What visors, what platforms?

The technical and commercial landscape of mainstream solutions for VR is continuously evolving. As a starting point for our further discussions in the next months, we would like to point out the main basic approaches that nowadays are available to generic users:

  • Solutions using a visor attached to a desktop workstation (Oculus Rift, HTC Vive, Playstation VR the most known)
  • Solutions using a smartphone within a visor (Google Cardboard, Samsung Gear VR, ZEISS VR ONE and many others)

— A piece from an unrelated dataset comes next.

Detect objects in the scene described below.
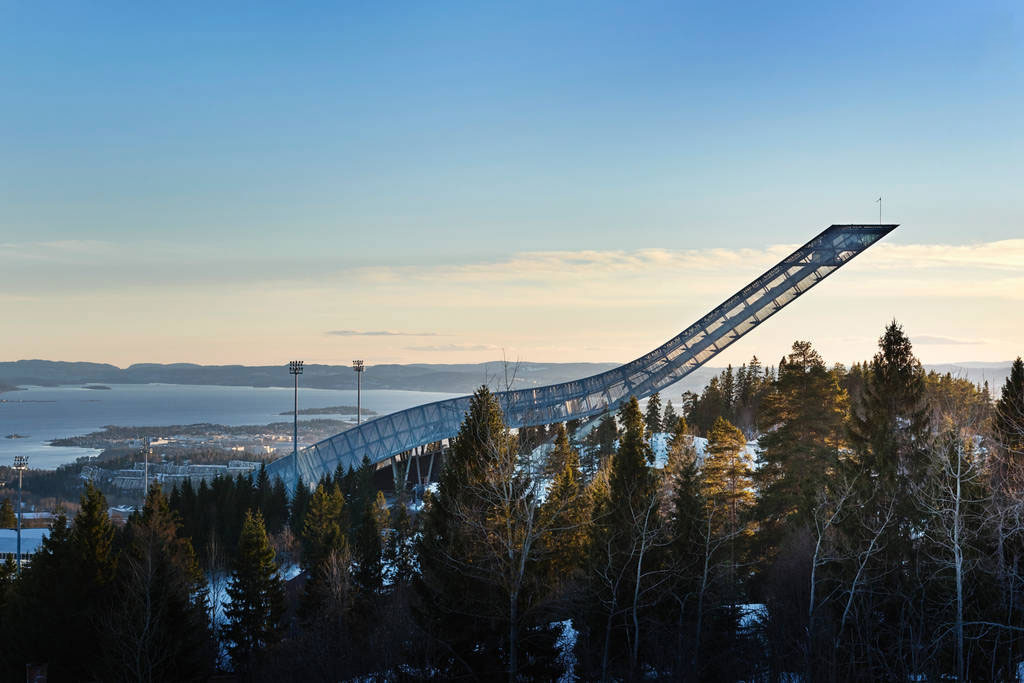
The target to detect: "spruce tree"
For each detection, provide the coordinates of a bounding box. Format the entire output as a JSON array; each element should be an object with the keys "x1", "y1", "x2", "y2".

The former are more expensive and require a cable connection to the desktop machine, but can offer a better graphic rendering, smoothest animations, a more precise positioning.
The latter are cheaper and don’t require any cables, at the cost of a not-state-of-the-art performance, at various levels.
The former are eligible mostly for hardcore gamers and applications where performance and rendition fidelity are mostly important.
The latter are for casual gamers and places where a low TCO (total cost of ownership) is required, since in this case is meant that the solution provider only owns the visors (the cheapest part) while the smartphone, as an omnipresent all-around device, comes with the user (following the ‘BYOD’ – Bring Your Own Device approach). Of course this is the best approach for institutions like museums and schools.
Very recently, other approaches are emerging in the market, allowing mixed solutions to solve the respective weaknesses, as the ZEISS VR ONE Connect and the HTC Vive Cloud VR Service.
In the following posts, we’ll follow those proposals and their evolutions, trying to understand the actual added value for their final users and future availability on the market.